An Evening with Yo La Tengo at The Heights Theater

Written by on March 1, 2024

Forming in Hoboken, N.J. in the early 1980s, Yo La Tengo (Spanish for “I got it”) began paving their path. By the early 90s, lovebirds Georgia Hubley and Ira Kaplan found the final addition to the band, bassist player James McNew. Now almost forty years later, Yo La Tengo is still on the road. 

Supporting their 17th and latest album, This Stupid World, Yo La Tengo has put fans in a trance with another world tour. On February 24, Houston was left mystified by the band’s performance. Yo La Tengo brought their discography to life at The Heights Theater.

Photo by Mia De Los Reyes

Originally a 1920s movie theater, The Heights Theater was a perfect venue for the band. The reminiscent aura contributed to Yo La Tengo’s free-spirited performance. Modestly, the band eased on stage, picked up their instruments and began the show. Kaplan’s guitar playing painted a new memory in each fan’s mind and the audience was allured into silence. 
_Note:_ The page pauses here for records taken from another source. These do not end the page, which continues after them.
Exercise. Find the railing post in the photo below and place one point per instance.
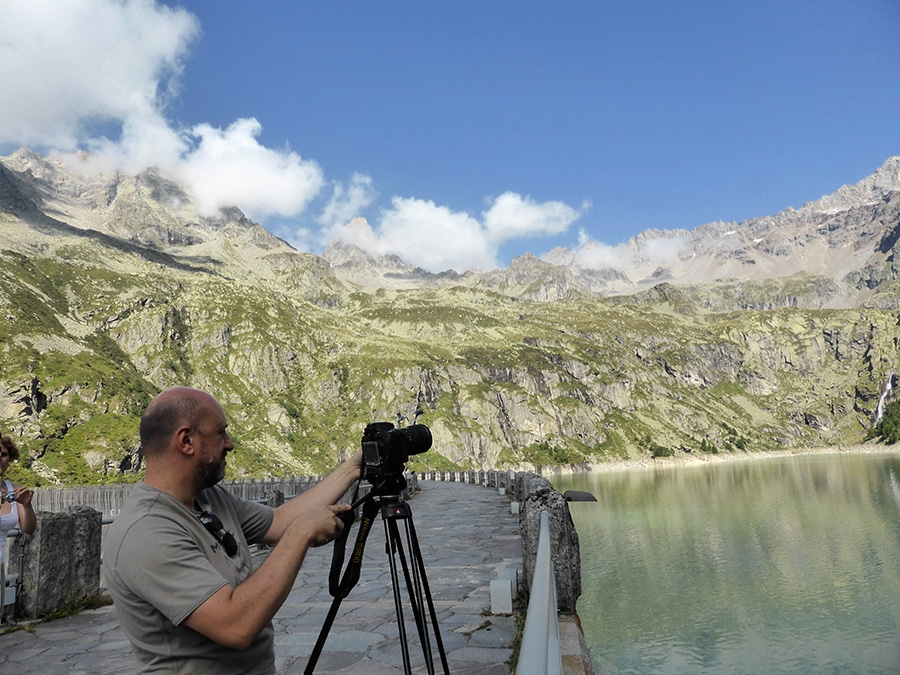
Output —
(61, 560)
(540, 653)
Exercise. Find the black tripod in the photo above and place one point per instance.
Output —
(393, 509)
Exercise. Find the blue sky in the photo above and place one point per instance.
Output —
(470, 132)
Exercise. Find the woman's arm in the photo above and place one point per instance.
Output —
(27, 519)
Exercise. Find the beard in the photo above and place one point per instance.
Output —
(211, 472)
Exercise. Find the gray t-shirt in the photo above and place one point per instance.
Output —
(160, 564)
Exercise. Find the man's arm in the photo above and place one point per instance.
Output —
(324, 493)
(235, 616)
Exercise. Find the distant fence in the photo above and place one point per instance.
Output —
(108, 499)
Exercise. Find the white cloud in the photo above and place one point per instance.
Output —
(512, 217)
(437, 238)
(434, 237)
(97, 75)
(230, 168)
(595, 255)
(347, 203)
(359, 233)
(67, 68)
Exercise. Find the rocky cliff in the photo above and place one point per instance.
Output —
(111, 288)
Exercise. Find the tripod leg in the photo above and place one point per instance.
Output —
(392, 543)
(415, 582)
(419, 563)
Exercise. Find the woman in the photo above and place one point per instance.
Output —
(15, 507)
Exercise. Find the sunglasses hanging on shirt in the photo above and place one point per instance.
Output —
(215, 527)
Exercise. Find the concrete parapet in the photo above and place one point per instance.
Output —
(564, 547)
(61, 561)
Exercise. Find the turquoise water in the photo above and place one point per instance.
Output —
(786, 565)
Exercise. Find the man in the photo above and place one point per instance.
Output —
(176, 559)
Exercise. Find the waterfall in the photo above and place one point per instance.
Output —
(888, 388)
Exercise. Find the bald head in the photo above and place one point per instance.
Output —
(170, 410)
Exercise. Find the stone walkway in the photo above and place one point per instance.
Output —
(467, 536)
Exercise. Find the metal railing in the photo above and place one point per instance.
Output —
(540, 653)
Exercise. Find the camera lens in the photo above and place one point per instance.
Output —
(416, 438)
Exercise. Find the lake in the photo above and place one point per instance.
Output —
(775, 565)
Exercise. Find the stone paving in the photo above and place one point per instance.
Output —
(467, 537)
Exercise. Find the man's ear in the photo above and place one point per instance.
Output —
(184, 440)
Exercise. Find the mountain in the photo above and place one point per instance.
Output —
(773, 333)
(835, 252)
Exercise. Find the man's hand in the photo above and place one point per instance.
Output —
(319, 525)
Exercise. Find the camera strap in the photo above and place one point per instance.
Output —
(340, 587)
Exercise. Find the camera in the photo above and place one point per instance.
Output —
(386, 449)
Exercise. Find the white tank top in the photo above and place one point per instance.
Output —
(8, 521)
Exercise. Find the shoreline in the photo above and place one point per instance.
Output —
(688, 460)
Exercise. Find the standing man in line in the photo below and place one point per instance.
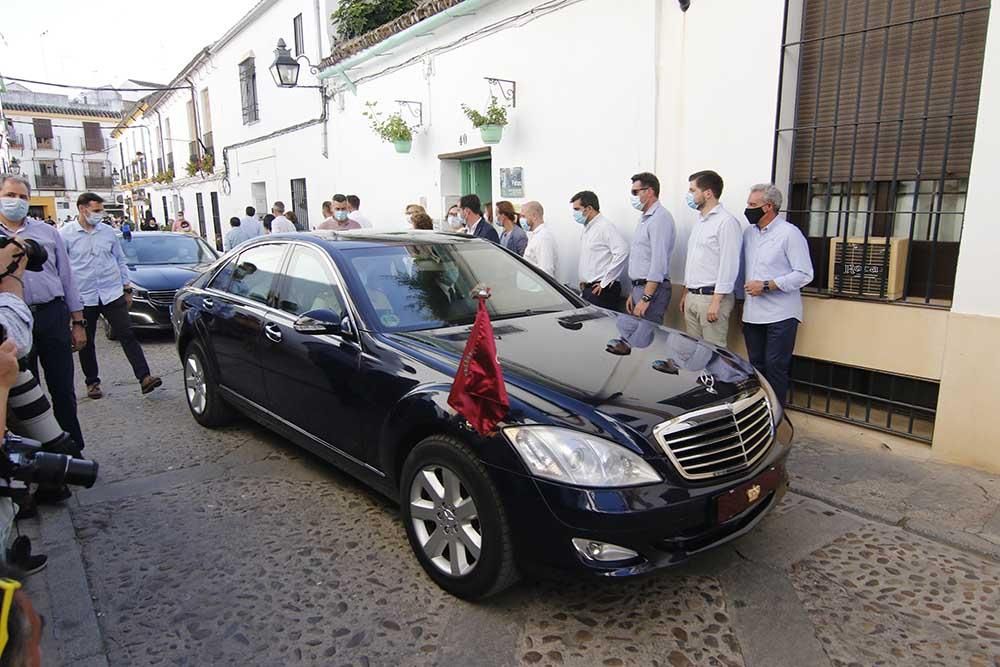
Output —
(652, 245)
(354, 211)
(250, 224)
(53, 298)
(472, 213)
(541, 250)
(280, 224)
(603, 253)
(778, 266)
(99, 266)
(713, 261)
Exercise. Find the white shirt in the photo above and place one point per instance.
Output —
(357, 217)
(541, 249)
(713, 258)
(603, 254)
(281, 225)
(778, 253)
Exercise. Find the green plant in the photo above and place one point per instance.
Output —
(357, 17)
(495, 114)
(392, 128)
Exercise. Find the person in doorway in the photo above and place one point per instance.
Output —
(354, 208)
(472, 213)
(541, 248)
(422, 221)
(53, 297)
(713, 261)
(99, 266)
(340, 219)
(280, 224)
(777, 264)
(251, 224)
(603, 253)
(513, 237)
(649, 256)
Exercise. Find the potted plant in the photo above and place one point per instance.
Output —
(491, 123)
(393, 128)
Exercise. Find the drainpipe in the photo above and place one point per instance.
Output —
(415, 30)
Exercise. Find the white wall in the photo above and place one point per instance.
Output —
(975, 282)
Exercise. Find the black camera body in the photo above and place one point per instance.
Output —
(24, 460)
(35, 252)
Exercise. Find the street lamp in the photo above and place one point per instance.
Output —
(285, 68)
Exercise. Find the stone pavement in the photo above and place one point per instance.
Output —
(224, 547)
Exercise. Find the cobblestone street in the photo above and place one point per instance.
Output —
(233, 547)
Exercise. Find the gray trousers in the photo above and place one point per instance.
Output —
(658, 306)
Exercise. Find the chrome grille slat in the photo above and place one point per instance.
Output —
(719, 440)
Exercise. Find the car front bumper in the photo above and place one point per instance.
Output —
(664, 524)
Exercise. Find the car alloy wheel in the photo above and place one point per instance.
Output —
(195, 385)
(445, 520)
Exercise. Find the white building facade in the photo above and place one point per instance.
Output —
(869, 116)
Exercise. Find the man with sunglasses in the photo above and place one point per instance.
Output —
(652, 245)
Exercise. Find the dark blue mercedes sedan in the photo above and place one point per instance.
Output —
(627, 447)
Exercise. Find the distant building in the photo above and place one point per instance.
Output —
(61, 145)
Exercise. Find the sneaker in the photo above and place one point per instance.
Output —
(149, 383)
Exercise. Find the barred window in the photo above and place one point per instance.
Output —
(878, 143)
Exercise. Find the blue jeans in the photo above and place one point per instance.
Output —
(770, 348)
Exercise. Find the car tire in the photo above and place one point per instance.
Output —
(201, 391)
(442, 534)
(107, 329)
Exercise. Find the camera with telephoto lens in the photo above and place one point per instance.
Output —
(34, 251)
(24, 460)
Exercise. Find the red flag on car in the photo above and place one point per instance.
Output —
(478, 392)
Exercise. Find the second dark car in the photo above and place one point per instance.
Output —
(613, 460)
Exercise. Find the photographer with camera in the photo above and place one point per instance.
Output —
(51, 292)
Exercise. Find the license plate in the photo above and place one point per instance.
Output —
(740, 498)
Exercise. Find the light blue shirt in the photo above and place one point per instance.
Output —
(236, 236)
(652, 246)
(98, 262)
(778, 253)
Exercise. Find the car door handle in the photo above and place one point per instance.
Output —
(273, 332)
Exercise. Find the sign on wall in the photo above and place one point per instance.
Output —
(512, 182)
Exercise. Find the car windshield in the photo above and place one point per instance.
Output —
(414, 287)
(166, 249)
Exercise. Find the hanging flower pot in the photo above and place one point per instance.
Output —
(491, 123)
(491, 134)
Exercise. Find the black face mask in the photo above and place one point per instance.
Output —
(754, 215)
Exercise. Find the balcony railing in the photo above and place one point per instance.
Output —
(98, 182)
(50, 182)
(46, 143)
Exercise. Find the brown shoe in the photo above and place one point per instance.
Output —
(150, 382)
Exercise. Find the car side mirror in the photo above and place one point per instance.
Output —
(321, 321)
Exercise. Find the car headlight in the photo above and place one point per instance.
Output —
(572, 457)
(772, 398)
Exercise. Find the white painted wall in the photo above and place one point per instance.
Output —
(975, 282)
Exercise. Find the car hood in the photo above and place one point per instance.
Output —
(158, 277)
(665, 373)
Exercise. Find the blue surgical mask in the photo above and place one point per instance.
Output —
(13, 209)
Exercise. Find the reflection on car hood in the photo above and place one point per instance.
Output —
(665, 373)
(158, 277)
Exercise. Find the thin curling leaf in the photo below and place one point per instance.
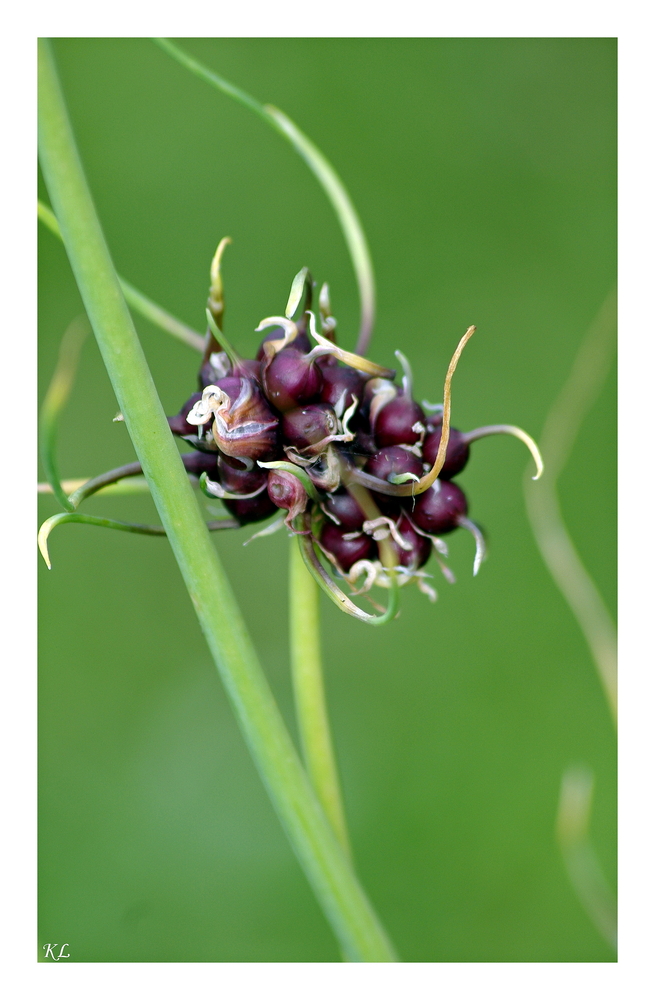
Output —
(516, 432)
(137, 300)
(404, 477)
(297, 288)
(91, 486)
(480, 543)
(580, 858)
(216, 302)
(55, 400)
(408, 377)
(354, 360)
(131, 487)
(334, 592)
(427, 481)
(322, 169)
(296, 471)
(354, 475)
(290, 333)
(105, 522)
(233, 355)
(213, 489)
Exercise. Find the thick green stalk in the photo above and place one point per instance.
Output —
(55, 400)
(309, 693)
(340, 895)
(136, 299)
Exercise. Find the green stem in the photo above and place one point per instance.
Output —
(587, 375)
(309, 693)
(322, 169)
(136, 299)
(55, 399)
(328, 870)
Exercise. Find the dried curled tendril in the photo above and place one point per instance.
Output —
(362, 473)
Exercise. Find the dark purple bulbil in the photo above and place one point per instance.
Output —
(291, 380)
(346, 509)
(285, 405)
(457, 452)
(347, 551)
(341, 385)
(421, 548)
(286, 491)
(439, 509)
(394, 422)
(235, 478)
(309, 425)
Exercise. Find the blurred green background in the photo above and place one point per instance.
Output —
(484, 174)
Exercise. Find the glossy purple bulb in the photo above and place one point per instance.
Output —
(421, 547)
(286, 491)
(291, 380)
(346, 509)
(244, 424)
(438, 510)
(457, 452)
(341, 386)
(394, 422)
(347, 551)
(309, 425)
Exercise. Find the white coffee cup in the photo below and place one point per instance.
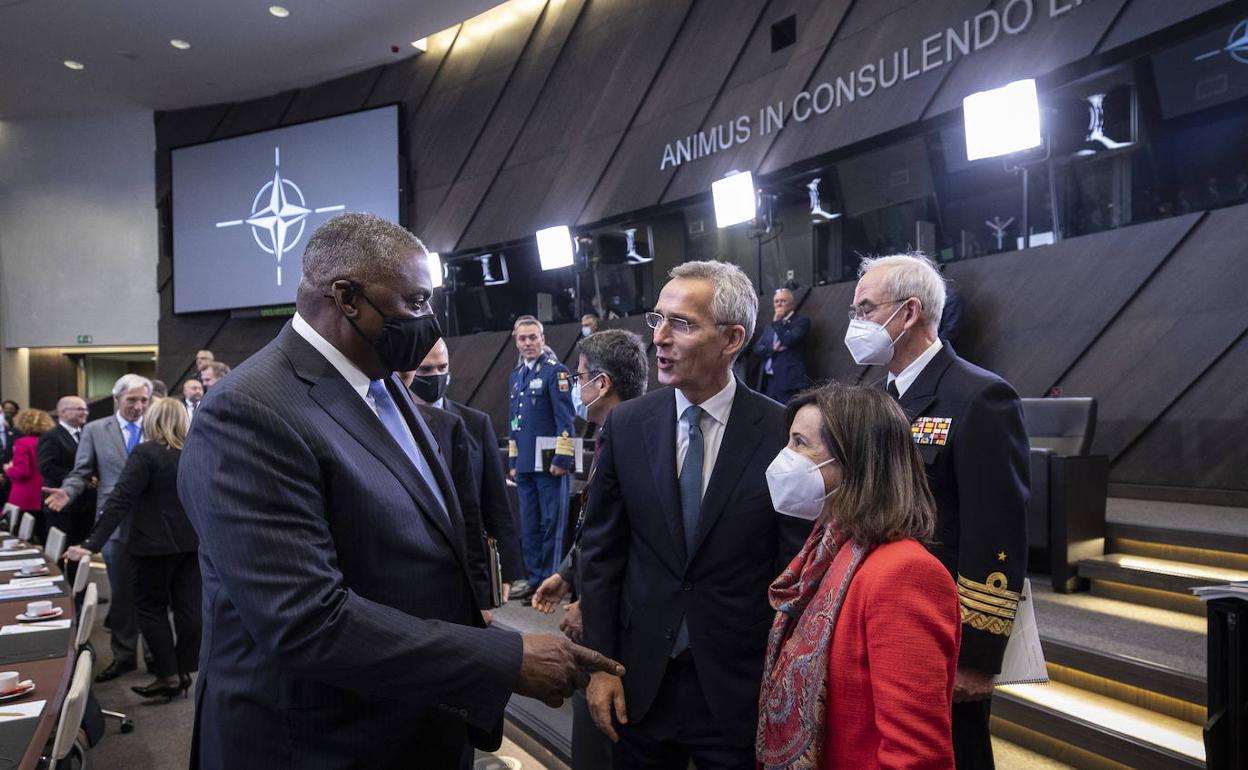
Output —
(35, 609)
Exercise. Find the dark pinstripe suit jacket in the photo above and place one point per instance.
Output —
(340, 623)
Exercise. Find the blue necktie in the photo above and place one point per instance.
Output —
(132, 434)
(690, 502)
(394, 426)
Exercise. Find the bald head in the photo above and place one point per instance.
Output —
(71, 411)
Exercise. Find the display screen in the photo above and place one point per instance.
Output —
(245, 207)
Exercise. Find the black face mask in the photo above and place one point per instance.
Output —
(404, 341)
(431, 387)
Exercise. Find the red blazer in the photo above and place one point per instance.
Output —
(890, 668)
(28, 484)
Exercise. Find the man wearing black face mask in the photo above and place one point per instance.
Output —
(428, 386)
(341, 629)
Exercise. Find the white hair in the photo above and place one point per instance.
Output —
(911, 275)
(129, 382)
(734, 302)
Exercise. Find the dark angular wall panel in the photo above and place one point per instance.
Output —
(1147, 16)
(1030, 315)
(1199, 441)
(1171, 332)
(1046, 45)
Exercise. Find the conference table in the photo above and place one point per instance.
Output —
(45, 657)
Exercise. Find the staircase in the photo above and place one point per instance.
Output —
(1127, 659)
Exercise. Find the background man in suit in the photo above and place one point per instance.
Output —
(101, 453)
(192, 391)
(783, 348)
(967, 423)
(341, 628)
(56, 451)
(541, 406)
(428, 386)
(680, 540)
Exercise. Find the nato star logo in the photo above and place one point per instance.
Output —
(277, 215)
(1237, 45)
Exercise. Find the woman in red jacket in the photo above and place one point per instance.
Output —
(28, 484)
(862, 652)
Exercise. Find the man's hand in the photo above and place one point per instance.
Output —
(56, 499)
(570, 624)
(970, 684)
(76, 552)
(548, 595)
(554, 668)
(607, 693)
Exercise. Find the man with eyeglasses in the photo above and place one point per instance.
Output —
(967, 423)
(541, 407)
(680, 540)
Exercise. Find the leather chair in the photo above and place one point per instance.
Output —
(1068, 488)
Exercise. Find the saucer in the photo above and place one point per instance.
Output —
(24, 688)
(56, 613)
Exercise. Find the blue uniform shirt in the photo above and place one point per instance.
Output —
(541, 404)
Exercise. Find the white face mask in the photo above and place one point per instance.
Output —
(796, 484)
(869, 342)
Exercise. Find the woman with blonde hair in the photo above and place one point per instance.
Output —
(164, 547)
(23, 471)
(860, 663)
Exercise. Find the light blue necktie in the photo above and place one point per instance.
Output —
(132, 436)
(690, 502)
(393, 422)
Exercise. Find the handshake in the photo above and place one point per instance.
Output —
(554, 668)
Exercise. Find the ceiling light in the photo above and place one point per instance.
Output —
(1001, 121)
(735, 199)
(554, 247)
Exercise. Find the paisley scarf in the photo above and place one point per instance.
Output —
(808, 598)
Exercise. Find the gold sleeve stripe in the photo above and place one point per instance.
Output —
(986, 599)
(987, 608)
(986, 623)
(997, 585)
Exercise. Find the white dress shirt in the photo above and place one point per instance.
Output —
(76, 433)
(714, 419)
(911, 372)
(353, 375)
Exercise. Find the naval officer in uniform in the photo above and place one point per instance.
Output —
(541, 406)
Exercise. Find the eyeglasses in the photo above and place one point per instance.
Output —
(678, 326)
(864, 310)
(583, 377)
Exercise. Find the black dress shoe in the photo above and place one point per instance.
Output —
(115, 669)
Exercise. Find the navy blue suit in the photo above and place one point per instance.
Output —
(788, 366)
(541, 406)
(341, 628)
(639, 580)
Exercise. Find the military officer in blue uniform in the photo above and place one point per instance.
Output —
(541, 406)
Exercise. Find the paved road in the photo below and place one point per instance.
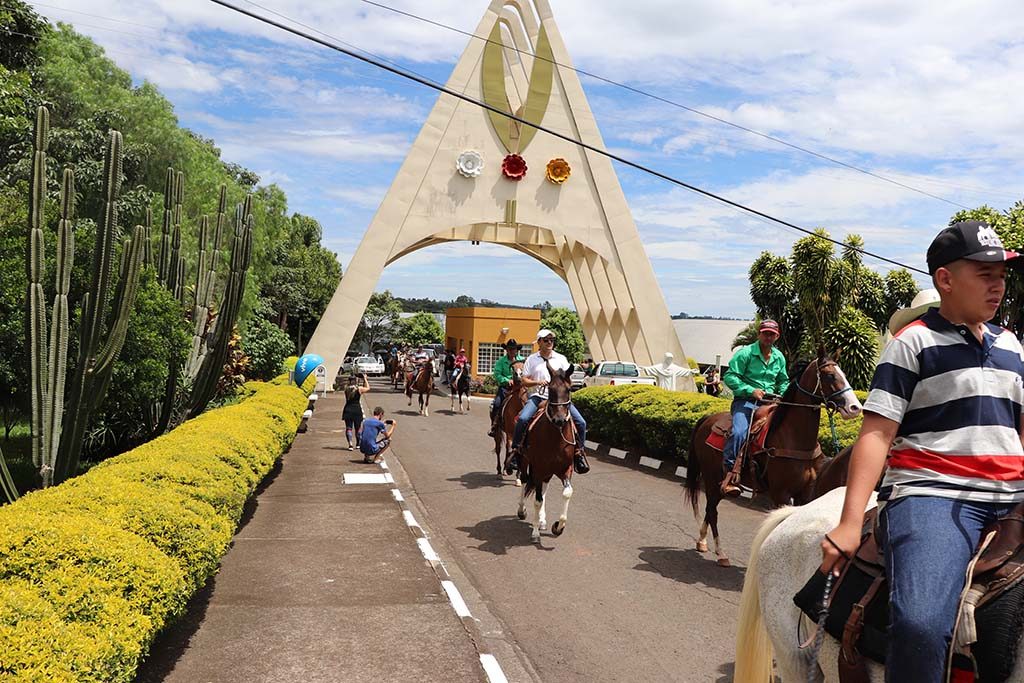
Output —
(622, 595)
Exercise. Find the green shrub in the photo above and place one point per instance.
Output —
(662, 422)
(92, 569)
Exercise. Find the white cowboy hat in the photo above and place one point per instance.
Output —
(924, 300)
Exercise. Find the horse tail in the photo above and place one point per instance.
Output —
(754, 653)
(693, 470)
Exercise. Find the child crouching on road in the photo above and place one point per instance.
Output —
(376, 436)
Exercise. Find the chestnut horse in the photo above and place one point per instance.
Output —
(461, 387)
(515, 398)
(549, 450)
(792, 458)
(423, 384)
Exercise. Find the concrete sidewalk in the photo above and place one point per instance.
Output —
(326, 581)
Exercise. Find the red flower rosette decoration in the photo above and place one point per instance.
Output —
(514, 167)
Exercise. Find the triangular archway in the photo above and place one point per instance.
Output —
(581, 228)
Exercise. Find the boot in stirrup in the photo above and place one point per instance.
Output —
(580, 464)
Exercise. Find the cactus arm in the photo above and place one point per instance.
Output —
(36, 300)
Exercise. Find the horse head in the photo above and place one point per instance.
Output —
(559, 395)
(826, 382)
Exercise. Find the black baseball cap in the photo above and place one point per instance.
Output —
(973, 240)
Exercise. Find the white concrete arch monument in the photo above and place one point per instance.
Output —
(475, 175)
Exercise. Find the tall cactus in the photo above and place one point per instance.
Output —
(96, 350)
(209, 373)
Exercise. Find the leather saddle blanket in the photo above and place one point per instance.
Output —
(722, 428)
(990, 617)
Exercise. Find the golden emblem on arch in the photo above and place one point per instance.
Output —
(558, 171)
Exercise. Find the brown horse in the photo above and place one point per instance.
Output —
(549, 450)
(515, 398)
(791, 460)
(423, 384)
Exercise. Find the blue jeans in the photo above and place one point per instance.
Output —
(928, 543)
(741, 411)
(529, 410)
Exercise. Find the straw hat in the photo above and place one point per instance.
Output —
(924, 300)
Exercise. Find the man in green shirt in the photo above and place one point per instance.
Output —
(754, 371)
(503, 374)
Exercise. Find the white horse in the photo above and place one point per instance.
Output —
(784, 555)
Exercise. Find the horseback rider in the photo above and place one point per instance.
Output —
(754, 371)
(944, 413)
(504, 376)
(536, 377)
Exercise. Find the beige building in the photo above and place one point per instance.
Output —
(474, 174)
(483, 332)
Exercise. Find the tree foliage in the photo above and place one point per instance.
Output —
(420, 329)
(379, 319)
(568, 332)
(820, 298)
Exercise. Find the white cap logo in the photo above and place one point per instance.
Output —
(988, 238)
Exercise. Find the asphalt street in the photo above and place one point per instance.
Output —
(623, 595)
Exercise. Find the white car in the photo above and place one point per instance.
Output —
(367, 365)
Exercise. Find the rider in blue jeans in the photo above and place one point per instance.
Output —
(754, 371)
(536, 376)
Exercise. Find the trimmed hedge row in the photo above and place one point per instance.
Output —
(662, 422)
(92, 569)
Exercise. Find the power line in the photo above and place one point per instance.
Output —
(440, 88)
(671, 102)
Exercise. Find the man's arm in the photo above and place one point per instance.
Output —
(877, 434)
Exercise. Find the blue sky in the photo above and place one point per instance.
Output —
(927, 93)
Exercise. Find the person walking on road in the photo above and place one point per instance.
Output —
(944, 413)
(376, 436)
(536, 377)
(754, 371)
(504, 375)
(352, 413)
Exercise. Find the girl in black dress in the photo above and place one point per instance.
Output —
(352, 414)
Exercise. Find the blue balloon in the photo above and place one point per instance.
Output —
(306, 365)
Effortlessly, Hubley and Kaplan’’s mixed vocal tones met each other in the middle. Whisking away on the drums, Hubley carried each song with grace. “Brain Capers” gave way to McNew’s sturdy bass. Each band member lost themselves in their own world. The shoe-gaze adjacent song welcomed each member of the audience to do the same. 

Photo by Mia De Los Reyes

“Sudden Organ,” released the undertones of experimental rock in Yo La Tengo’s discography. As Kaplan moved his hands swiftly across the Ace Tone organ, bobbing heads followed Hubley’s drumming tempo. Embracing the eccentric duality of the band, swaying movements filled the crowd. The pattern of Yo La Tengo’s smooth transition into their diverse genre experimentation continued through the night. 

Hubley’s voice, akin to the comforting whisper of an old friend, echoed throughout each heart in the theater. Mastering the craft of making covers sound like originals, a mellowed version of 70s soul icon George McCrae’s “You Can Have It All,” poured over the audience. Harmonies between McNew and Kaplan backed Humbly’s steady soothing voice. 

Photo by Mia De Los Reyes

Gentle hums and a quiet sing-along began as the show ended with a fan favorite. Originally sung by 60s pop vocalist, Anita Bryant, Yo La Tengo’s cover of “My Little Corner Of The World,” resides as a staple song for the band.  

Capturing a range of emotions and environments in their music, Yo La Tengo transforms the complexity of one’s life circumstances into a delicate creation. The band continues to grow in their authentic direction, never losing the grasp of maintaining their sweet yet somber distinguishable sound.